What do you get when you place a building with poor infrastructure, ugly interior design, and concrete flooring in the middle of UTM?
You get the Blind Duck Pub.
This year marks the pub’s 20th anniversary, but you wouldn’t know that if you entered it throughout the week. It’s a dry, drab room. The Blind Duck Pub isn’t a place to relax and have drinks. It’s a room with tables.
Let’s go through the list of things wrong with the pub:
The seating arrangement is blocky and uninspired, and the atmosphere is bleak, flat, and industrial. The chairs are uncomfortable and the tables are old and rickety, leaving a space that should be lively, characterless.
Architecture imitates life. The pub should be the central hub of the campus, but instead it acts as a reminder of our apathetic, miserable student body.
And what is it with the pub’s hours? They’re open until 8:00 p.m. from Monday to Wednesday, but close at 7:00 p.m. on Thursday, and 5:00 p.m. on Friday. Unless students are alcoholics, most of them don’t start drinking until 8:00 p.m. After a long week of studying, writing essays, and working, students want to be able to go out and grab drinks with their friends. The pub should be open late into the night, especially on Fridays.

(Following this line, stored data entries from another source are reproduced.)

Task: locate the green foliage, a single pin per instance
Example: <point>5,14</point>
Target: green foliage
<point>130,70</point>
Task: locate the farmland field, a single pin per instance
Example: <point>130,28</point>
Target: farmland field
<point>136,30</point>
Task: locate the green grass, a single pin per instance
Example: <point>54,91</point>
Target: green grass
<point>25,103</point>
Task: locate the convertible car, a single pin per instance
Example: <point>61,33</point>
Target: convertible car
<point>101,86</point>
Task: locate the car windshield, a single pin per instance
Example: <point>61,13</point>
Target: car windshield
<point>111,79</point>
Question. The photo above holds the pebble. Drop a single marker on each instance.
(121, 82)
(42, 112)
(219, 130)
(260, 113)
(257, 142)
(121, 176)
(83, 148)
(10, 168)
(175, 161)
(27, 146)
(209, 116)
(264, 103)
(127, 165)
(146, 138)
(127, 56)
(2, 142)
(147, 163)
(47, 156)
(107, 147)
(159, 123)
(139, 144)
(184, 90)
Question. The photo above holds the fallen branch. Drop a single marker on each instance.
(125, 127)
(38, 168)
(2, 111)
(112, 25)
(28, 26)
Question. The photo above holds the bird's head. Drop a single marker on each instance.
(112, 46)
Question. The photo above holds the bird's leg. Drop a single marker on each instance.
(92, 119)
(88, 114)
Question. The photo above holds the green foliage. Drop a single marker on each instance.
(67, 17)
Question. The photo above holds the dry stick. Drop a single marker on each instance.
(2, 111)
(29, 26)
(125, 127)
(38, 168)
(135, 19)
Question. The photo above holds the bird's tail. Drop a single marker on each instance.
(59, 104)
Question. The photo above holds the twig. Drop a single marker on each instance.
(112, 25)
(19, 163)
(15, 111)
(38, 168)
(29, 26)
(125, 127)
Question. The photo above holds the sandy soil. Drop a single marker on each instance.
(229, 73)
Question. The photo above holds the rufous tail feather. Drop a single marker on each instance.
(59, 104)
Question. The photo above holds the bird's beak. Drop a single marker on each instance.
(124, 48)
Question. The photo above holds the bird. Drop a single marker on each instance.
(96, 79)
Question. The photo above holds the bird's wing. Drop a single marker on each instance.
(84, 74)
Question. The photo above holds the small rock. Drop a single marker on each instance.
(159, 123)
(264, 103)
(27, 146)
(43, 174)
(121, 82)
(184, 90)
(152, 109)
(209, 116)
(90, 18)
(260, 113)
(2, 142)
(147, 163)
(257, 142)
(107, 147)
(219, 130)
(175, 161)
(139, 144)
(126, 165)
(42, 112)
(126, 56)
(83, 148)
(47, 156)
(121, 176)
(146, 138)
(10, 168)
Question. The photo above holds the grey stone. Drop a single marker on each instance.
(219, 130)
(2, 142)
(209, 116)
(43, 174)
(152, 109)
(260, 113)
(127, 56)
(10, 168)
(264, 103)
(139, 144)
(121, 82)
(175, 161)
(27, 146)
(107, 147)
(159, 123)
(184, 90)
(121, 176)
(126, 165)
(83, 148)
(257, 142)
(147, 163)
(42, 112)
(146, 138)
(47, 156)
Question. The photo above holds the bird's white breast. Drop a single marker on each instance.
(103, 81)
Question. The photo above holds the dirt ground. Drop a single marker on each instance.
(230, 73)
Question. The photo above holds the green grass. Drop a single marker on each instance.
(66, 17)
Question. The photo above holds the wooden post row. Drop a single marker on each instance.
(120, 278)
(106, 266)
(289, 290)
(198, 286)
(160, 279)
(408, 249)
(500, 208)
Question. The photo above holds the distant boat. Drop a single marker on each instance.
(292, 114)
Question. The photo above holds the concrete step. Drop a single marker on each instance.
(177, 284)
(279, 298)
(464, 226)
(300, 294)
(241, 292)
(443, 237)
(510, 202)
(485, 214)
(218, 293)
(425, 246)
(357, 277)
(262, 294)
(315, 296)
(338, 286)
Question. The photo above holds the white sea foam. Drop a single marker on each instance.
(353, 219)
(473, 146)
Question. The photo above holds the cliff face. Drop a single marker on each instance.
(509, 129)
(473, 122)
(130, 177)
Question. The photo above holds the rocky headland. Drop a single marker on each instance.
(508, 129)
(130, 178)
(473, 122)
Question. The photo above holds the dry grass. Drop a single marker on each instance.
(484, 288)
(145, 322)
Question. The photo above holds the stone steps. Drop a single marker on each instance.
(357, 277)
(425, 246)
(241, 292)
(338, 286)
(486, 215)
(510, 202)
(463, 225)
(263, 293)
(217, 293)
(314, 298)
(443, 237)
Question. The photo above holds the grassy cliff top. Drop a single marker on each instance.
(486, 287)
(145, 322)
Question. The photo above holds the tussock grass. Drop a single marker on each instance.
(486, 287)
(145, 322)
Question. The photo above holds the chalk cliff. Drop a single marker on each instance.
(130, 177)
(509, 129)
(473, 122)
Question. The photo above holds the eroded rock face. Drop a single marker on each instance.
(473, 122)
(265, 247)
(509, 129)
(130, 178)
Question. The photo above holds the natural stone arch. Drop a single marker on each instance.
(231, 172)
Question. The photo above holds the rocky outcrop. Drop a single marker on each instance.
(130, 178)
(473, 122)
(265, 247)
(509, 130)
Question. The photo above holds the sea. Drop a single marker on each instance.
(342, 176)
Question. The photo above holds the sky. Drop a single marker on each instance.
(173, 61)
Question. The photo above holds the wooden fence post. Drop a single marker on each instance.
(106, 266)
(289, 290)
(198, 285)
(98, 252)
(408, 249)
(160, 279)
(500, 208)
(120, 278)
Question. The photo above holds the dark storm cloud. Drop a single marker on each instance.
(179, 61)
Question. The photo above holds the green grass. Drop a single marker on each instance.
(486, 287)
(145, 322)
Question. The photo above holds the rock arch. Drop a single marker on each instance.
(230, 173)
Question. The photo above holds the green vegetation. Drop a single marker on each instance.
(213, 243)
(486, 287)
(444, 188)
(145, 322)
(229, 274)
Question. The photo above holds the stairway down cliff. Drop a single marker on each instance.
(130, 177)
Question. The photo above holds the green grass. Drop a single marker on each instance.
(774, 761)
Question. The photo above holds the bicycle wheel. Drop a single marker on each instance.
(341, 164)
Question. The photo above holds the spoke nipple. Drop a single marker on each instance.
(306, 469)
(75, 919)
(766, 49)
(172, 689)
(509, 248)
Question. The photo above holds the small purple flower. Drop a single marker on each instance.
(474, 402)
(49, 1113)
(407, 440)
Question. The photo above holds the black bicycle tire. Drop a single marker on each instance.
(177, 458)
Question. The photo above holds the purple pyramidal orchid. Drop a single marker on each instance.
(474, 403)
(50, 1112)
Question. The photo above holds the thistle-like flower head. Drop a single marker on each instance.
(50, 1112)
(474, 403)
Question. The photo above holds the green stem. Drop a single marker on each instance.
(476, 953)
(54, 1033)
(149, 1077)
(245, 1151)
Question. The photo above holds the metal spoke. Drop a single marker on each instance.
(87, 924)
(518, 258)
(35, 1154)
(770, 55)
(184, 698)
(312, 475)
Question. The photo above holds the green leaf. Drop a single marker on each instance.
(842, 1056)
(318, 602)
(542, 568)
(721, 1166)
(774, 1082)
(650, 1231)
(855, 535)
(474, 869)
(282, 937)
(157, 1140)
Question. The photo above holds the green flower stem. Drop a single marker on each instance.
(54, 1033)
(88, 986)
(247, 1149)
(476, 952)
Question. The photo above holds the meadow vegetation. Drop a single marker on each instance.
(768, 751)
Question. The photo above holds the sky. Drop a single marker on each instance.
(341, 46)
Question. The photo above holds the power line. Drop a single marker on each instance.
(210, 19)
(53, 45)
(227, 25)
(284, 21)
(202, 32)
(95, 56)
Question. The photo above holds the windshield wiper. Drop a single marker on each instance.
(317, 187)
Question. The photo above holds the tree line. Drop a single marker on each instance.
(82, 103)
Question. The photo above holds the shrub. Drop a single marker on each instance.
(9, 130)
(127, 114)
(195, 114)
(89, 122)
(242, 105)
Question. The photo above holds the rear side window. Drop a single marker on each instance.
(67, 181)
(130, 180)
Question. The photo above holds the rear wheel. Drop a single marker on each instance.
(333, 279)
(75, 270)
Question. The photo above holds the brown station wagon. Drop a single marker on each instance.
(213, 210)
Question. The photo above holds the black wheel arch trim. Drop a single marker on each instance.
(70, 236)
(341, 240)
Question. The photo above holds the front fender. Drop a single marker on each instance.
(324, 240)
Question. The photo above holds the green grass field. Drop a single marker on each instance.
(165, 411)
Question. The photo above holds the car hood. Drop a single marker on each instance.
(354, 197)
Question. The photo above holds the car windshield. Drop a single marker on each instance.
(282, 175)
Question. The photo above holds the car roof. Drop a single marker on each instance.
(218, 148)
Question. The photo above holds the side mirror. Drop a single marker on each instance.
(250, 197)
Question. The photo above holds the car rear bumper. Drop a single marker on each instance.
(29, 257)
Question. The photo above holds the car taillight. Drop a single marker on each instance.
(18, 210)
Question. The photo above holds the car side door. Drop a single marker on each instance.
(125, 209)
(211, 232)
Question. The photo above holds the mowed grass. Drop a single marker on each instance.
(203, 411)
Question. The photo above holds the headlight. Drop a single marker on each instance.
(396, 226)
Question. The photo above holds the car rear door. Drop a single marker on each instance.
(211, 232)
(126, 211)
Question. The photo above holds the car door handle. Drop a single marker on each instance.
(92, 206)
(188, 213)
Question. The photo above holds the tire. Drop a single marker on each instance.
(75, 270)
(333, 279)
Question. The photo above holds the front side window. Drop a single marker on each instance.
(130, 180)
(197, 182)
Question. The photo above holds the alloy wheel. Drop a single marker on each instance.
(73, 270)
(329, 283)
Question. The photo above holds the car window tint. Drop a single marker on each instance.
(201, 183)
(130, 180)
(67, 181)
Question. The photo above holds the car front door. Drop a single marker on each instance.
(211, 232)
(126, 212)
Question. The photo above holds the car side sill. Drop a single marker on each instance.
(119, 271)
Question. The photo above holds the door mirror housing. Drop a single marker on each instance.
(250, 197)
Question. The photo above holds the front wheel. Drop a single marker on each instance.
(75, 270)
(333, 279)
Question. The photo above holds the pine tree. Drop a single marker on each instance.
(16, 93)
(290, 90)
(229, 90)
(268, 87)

Students go to the pub for cheap, greasy food but leave full of regret. It’s inexpensive, but not even worth it.
The pub’s greatest transgression, however, is their chicken wings. The pub’s renowned chicken wings have changed, and for the worse. The sauce tastes processed, the breaded wings are soggy, and the flavour is just not what it used to be.
The Blind Duck Pub needs to be advertising itself for what it is: a pub. A bar. A chill place to hang out with friends and get drunk.
The pub needs to modernize, otherwise it won’t be seeing many more anniversaries in its future.